To generate a regular expression, pass sub-expressions as parameters to the call of regexGen() function.

Sub-expressions are then concatenated together to form the whole regular expression.

Sub-expressions can either be a string, a number, a RegExp object, or any combinations of the call to methods (i.e., the sub-generators) of the regexGen() function object.

Strings passed to the the call of regexGen(), text(), maybe(), anyCharOf() and anyCharBut() functions, are always escaped as necessary, so you don't have to worry about which characters to escape.
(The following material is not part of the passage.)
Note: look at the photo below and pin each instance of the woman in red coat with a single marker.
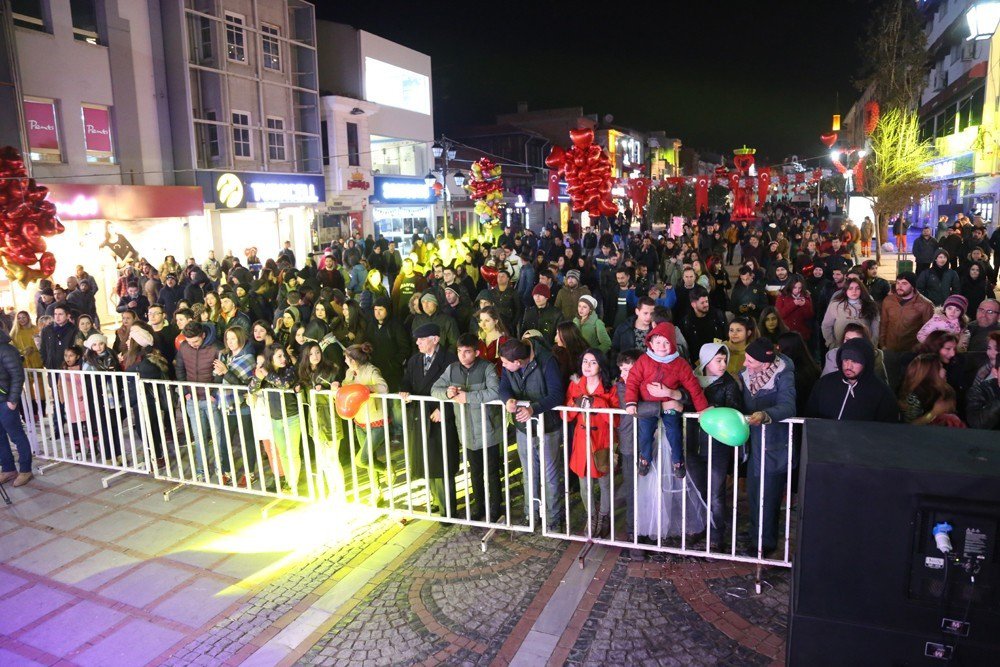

The result of calling the regexGen() function is a RegExp object. See The RegExp Object section for detail.

Since everything must be referenced from the regexGen() function, to simplify codes, assign it to a short variable is preferable.

Usage:

var _ = regexGen;

var regex = regexGen(
    _.startOfLine(),
    _.capture( 'http', _.maybe( 's' ) ), '://',
    _.capture( _.anyCharBut( ':/' ).repeat() ),
    _.group( ':', _.capture( _.digital().multiple(2,4) ) ).maybe(), '/',
    _.capture( _.anything() ),
    _.endOfLine()
);
var matches = regex.exec( url );

Utility

mixin( window | global context )

The mixin() function is a method of the regexGen() function object. For convenient, you can use the regexGen.mixin() function to export all methods of the regexGen() function object to the global object. Note that this will pollute the global object.

Usage:

regexGen.mixin( window );

var regex = regexGen(
    startOfLine(),
    capture( 'http', maybe( 's' ) ), '://',
    capture( anyCharBut( ':/' ).repeat() ),
    group( ':', capture( digital().multiple(2,4) ) ).maybe(), '/',
    capture( anything() ),
    endOfLine()
);
var matches = regex.exec( url );

Modifiers

Modifiers alter behavior of regular expression. If specified, modifiers can have any combination of the following values:

ignoreCase()

Case-insensitive search. Equivalent to /.../i.

searchAll()

Global search. Equivalent to /.../g.

searchMultiLine()

Multiline. If the input string has multiple lines, startOfLine() (^) and endOfLine() ($) match the beginning and end of each line within the string, instead of matching the beginning and end of the whole string only. Equivalent to /.../m.

Sub-Generators

Sub-generators are methods of the regexGen() function object that generate parts of the whole regular expression.

Boundaries

startOfLine()

Matches beginning of input. If the multiline modifier searchMultiLine() is specified, also matches immediately after a line break character. Equivalent to /^.../.

endOfLine()

Matches end of input. If the multiline modifier searchMultiLine() is specified, also matches immediately before a line break character. Equivalent to /...$/.

wordBoundary()

Matches boundary of a word. Equivalent to /\b/.

nonWordBoundary()

Matches a non-word boundary. Equivalent to /\B/.

Literal Characters

text( string text )

Matches the text specified. The characters in text is properly escaped when necessary. Note this is the equivalent of passing a string literal to the regexGen() generator, except that you can't use any quantifiers on a string literal.

Usage:

text( "subject" )  // ==>  /subject/

maybe( string text )

Matches the text specified 0 or 1 time. The characters in text is properly escaped when necessary.

Usage:

maybe( "subject" )  // ==>  /(?:subject)?/

Character Classes

anyCharOf( string text | array character pair, ... )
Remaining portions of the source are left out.